Do this per event, not all at once. A migration that bundles 80 events is a migration that takes a year and gets abandoned.

Versioning real changes

When an event genuinely changes (adding a required property, changing a unit), bump the schema_version and emit the new version alongside the old. Consumers handle both for the migration window. After two to four weeks, drop v1.

Never silently change a property. Once a value of amount has meant “in dollars” for two years of warehouse data, changing it to “in cents” without a version bump corrupts every query that used it.

A note on event volume

For a high-traffic product, event volume can become a cost driver. Three habits that pay off:

Sample low-value events at the client. “Page_viewed” at 1 in 10 is fine; “order_placed” must be 100%.
Batch events at the SDK. Send every 10 seconds or every 50 events, not on every action.
Drop properties that are never queried. Audit annually.

Common mistakes interviewers want you to name

No envelope. Every event has different metadata. Joining and filtering becomes hard for every query.
Allowing free-form properties. “Extra” or “metadata” with arbitrary keys gets used by every team for different things. Becomes unqueryable.
Bumping properties without versioning. Historical queries silently break.
No naming convention or no enforcement. “We will be careful.” You will not.
Big-bang migration. Locks the team for months; usually abandoned. Phase it.

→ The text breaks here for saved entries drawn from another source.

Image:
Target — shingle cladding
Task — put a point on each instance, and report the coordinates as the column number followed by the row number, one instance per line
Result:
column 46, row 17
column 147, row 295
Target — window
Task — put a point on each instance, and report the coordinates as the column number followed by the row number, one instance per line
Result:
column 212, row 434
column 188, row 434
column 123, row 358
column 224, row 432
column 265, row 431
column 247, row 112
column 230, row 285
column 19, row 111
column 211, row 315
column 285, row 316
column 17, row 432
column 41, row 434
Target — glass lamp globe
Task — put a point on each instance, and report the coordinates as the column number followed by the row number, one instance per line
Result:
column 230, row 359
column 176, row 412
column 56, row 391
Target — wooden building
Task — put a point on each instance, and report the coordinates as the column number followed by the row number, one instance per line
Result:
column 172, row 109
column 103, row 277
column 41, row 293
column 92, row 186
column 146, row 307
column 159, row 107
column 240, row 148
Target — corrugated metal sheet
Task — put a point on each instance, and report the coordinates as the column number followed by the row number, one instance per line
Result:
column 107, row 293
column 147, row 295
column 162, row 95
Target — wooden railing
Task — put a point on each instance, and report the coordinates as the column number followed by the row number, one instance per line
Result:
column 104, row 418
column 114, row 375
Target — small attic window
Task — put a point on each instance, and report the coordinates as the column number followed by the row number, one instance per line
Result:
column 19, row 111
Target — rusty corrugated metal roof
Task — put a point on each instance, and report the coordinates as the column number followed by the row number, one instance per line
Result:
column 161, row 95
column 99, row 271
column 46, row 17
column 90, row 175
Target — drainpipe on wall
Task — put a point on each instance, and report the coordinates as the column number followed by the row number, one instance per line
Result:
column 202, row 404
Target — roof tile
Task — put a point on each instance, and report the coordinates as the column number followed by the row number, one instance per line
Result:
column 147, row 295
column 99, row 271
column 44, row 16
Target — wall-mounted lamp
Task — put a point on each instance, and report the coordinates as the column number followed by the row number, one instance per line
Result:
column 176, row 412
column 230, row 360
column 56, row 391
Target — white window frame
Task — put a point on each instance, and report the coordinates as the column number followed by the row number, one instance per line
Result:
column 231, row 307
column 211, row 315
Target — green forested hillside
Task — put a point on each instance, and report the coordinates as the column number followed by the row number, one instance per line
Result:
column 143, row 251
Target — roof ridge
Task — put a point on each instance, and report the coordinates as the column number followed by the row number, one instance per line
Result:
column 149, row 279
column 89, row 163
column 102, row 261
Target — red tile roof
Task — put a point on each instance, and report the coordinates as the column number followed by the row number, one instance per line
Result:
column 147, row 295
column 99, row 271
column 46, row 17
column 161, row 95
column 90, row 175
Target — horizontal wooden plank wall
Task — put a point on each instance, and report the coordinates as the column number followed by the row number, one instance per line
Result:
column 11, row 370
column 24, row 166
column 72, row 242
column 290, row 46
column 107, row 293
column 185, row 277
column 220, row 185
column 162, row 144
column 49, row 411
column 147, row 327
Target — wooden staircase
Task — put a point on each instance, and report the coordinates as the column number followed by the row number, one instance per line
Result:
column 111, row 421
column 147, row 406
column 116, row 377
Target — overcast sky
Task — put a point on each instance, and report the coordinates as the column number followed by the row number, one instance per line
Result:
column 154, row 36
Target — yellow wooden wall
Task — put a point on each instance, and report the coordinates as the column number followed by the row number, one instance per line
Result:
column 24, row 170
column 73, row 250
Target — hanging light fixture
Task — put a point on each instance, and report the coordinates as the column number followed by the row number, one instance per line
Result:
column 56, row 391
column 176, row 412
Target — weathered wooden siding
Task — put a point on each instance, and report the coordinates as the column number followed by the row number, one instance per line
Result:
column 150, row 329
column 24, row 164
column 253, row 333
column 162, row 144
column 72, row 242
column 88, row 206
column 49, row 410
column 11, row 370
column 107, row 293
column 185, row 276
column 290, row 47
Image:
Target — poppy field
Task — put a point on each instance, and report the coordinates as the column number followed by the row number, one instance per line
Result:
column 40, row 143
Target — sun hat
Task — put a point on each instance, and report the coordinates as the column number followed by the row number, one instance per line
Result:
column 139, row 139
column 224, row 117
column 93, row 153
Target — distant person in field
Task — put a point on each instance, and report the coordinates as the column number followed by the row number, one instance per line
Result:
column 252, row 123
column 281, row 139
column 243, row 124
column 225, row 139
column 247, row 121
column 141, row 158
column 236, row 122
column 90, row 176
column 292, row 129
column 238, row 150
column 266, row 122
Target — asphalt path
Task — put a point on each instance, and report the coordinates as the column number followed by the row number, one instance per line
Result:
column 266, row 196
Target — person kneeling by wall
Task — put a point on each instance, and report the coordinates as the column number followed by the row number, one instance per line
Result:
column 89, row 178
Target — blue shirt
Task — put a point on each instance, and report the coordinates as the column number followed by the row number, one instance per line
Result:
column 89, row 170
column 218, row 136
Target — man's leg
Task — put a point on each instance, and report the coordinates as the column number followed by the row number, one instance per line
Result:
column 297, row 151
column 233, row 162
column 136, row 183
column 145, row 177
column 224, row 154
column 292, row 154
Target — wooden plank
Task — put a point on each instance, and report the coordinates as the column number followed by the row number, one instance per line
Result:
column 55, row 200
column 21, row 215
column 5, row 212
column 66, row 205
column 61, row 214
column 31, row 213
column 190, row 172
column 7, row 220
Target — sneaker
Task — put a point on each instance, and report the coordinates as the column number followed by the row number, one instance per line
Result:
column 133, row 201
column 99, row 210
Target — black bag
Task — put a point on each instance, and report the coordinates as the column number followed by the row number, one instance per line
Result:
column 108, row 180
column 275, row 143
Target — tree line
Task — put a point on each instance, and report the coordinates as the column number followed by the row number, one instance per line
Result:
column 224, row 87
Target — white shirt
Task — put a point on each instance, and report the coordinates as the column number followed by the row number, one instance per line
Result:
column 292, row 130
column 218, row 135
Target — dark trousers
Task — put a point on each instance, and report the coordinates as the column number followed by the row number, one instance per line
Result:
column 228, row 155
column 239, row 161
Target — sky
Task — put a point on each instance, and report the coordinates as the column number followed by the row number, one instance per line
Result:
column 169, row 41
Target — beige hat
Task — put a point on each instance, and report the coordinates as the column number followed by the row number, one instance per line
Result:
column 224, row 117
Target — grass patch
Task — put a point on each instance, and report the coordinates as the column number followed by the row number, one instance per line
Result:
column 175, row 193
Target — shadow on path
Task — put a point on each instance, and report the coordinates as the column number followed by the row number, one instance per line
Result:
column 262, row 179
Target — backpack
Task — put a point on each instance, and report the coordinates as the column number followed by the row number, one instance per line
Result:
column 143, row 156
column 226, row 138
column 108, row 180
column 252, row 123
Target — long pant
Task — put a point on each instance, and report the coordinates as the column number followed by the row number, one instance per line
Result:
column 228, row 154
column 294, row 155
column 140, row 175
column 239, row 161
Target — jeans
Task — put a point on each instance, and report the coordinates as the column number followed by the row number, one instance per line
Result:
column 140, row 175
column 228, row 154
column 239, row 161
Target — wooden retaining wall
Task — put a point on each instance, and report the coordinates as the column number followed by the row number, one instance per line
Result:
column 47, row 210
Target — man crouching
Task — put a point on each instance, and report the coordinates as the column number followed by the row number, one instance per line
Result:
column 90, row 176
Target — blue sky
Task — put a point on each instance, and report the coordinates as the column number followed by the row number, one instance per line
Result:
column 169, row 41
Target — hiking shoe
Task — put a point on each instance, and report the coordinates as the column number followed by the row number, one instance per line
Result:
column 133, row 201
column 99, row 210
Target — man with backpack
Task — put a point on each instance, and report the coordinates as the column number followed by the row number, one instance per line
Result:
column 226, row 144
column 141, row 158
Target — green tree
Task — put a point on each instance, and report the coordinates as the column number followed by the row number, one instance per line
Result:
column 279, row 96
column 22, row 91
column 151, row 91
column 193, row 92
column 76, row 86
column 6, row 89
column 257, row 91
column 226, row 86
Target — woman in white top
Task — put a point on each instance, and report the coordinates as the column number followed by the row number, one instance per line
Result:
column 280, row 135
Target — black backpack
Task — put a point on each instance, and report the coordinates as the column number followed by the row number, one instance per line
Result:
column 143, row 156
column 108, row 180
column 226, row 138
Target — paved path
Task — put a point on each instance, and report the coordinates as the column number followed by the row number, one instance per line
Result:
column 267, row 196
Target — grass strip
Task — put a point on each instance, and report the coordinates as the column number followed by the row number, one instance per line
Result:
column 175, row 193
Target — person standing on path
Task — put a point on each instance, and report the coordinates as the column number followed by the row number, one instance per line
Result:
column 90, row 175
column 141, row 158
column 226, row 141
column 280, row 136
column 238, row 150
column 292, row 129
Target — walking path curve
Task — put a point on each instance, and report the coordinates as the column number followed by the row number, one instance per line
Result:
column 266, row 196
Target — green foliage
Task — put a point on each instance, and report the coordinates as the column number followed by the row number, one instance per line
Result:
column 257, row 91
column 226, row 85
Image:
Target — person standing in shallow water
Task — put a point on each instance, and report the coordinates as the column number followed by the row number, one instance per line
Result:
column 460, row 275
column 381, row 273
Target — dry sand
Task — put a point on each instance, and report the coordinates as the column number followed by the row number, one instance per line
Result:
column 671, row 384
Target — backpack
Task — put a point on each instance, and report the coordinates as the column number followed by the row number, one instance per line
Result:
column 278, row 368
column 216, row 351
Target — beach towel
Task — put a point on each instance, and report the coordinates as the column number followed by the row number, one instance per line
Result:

Bonus follow-up the interviewer might throw

“How do you handle PII in events? An email or phone number is sometimes useful in a property.”

Two rules.

Never log raw PII in properties if you can avoid it. Use user_id and look up the user in the warehouse, where PII is centrally protected.

When you must (third-party tools that need an email for matching), hash it deterministically at emit time and emit only the hash. The original lives in the user table. See problem 83 for the broader pattern.

If you find emails or phone numbers in the property dictionary of an existing schema, treat that as a high-priority cleanup. Backfill the property to NULL in storage and forget the raw value, or you carry the privacy debt forever.